Occasionally after children have received dental treatment an ulcerative sore on the gums or inside the mouth may occur. This sore is known as an aphthous ulcer or canker sore. It appears as a round yellowish or whitish ulceration on the lips, cheeks, tongue, and/or floor of the mouth. It can be single or multiple in number. The area is often painful. The child will not have a fever and will not feel sick.

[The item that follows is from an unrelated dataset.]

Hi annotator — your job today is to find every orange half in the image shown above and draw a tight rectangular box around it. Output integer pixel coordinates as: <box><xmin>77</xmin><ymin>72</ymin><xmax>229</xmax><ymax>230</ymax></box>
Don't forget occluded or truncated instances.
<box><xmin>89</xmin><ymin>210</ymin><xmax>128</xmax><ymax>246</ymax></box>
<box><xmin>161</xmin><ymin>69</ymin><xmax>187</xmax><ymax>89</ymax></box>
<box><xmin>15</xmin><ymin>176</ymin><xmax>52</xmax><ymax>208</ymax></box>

The exact cause of canker sores is unknown. However, it is believed that certain immune factors such as stress, chemical or physical insult, food or liquid sensitivity, change in sleeping patterns, etc., all of which dental treatment can naturally affect, can induce the formation of canker sores. Even biting the inside of the cheek or tongue, brushing, flossing, or chewing sharp, hard foods can trigger a canker sore. These sores are not contagious.
Treatment is primarily symptomatic and palliative, focusing on making the child more comfortable eating and drinking. An over-the-counter topical paste such as Orabase by Colgate or Zilactin can be applied to the ulcer two to four times a day especially before meals. This will protect and cover the ulcer from irritation by liquids or foods and allow the ulcer to heal spontaneously. With or without medication, healing will take about seven to ten days.
Avoid salty, spicy, or hot liquids and foods. Toothpaste may cause irritation to the ulcer, but every effort to keep the surrounding area and teeth clean is essential. An over-the-counter, aspirin-free analgesic medication may be used as necessary according to product directions for pain relief.